Custom profiles in YAML:

# .litmus/profiles/production.yaml
name: production
runs: 5
safety: true
safety_depth: thorough
threshold: 0.9
report: html

Built-in suites

8 suites, 50 test cases to start with. Not meant to be comprehensive — they're a starting point. Write your own for your domain.

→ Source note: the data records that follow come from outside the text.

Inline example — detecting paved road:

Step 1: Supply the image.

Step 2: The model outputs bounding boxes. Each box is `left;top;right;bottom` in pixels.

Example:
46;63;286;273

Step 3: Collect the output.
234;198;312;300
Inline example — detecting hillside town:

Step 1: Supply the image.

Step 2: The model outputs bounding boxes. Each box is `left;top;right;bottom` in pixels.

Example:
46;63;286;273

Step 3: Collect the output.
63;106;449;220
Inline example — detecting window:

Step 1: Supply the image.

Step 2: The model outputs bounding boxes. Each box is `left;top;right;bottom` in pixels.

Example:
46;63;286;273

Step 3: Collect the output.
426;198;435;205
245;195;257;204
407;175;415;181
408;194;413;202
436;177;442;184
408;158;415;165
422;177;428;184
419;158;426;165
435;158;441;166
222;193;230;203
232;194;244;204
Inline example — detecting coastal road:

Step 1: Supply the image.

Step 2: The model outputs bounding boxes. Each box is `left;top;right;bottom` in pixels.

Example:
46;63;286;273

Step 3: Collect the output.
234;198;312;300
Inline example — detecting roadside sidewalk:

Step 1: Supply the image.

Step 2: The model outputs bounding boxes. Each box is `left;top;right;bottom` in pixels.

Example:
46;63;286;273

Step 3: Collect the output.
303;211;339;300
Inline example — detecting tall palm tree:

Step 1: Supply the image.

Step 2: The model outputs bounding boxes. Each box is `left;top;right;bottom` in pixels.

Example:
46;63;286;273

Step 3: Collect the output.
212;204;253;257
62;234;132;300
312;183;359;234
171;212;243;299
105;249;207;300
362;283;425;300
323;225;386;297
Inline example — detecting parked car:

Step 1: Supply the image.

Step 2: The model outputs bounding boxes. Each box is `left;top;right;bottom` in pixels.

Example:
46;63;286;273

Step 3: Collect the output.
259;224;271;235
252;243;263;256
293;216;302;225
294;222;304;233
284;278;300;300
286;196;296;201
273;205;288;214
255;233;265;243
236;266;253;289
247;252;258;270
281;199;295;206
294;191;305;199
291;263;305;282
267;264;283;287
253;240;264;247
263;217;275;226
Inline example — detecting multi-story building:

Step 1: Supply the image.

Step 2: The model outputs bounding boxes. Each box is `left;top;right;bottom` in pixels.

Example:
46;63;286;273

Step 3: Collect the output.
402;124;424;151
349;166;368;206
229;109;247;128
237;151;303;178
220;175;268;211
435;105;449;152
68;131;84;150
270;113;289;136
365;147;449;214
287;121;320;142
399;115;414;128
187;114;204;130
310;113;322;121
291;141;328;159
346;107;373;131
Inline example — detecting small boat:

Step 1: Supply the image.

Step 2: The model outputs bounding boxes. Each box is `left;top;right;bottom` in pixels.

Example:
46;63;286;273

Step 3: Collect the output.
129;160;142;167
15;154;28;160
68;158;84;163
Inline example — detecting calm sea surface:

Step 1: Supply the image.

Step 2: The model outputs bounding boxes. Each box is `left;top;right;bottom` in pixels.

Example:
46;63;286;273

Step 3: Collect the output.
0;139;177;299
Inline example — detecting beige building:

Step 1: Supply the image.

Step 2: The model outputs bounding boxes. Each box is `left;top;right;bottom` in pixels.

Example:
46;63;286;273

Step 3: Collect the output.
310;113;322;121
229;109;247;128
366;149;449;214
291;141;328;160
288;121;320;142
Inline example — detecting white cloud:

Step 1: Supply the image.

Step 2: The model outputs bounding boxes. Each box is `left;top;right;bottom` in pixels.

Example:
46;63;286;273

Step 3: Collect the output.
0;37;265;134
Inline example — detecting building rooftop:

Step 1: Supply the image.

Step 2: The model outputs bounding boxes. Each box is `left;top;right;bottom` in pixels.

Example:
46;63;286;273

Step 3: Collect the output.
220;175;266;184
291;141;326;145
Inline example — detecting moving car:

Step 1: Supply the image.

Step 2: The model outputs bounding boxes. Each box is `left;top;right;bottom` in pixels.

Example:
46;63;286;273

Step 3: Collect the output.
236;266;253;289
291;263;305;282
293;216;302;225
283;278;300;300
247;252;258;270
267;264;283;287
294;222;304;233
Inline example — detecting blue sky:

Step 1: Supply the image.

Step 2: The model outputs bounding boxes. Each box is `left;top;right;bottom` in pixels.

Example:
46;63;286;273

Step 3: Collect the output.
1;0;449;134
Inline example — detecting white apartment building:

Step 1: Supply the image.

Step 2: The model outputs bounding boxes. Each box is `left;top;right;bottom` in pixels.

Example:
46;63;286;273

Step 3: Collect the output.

litmus suites                                    # list them
litmus run --suite coding --agent my_agent:agent  # run one

coding · research · safety · planning · customer_support · summarization · instruction_following · tool_use

Custom assertions

from litmusai.assertions import Assertion, AssertionResult, register_assertion

class MaxWords(Assertion):
    def __init__(self, limit: int):
        self.limit = limit

    def check(self, response: str, **kwargs) -> AssertionResult:
        count = len(response.split())
        return AssertionResult(
            passed=count <= self.limit,
            score=min(1.0, self.limit / max(count, 1)),
            reason=f"{count} words (max {self.limit})",
            assertion_type="MaxWords",
        )

register_assertion("max_words", MaxWords)
# Now usable in YAML: { type: max_words, limit: 100 }

CLI

litmus run --suite coding --agent my_agent:agent    # evaluate
litmus run --suite tests.yaml --runs 5              # multi-run
litmus scan --agent my_agent:agent --level thorough  # safety scan
litmus diff --before run1.json --after run2.json     # compare runs
litmus report -r results.json --html report.html     # generate report
litmus init                                          # scaffold project

CI/CD

# .github/workflows/eval.yml
- uses: kutanti/litmusai@v1
  with:
    agent: my_agent:agent
    suite: coding
    threshold: 0.8

Development

git clone https://github.com/kutanti/litmusai.git
cd litmusai && pip install -e ".[dev]"
pytest                    # 803 tests
ruff check src/ tests/    # lint
mypy src/litmusai/        # types

~11K lines of code, 37 source files. MIT licensed.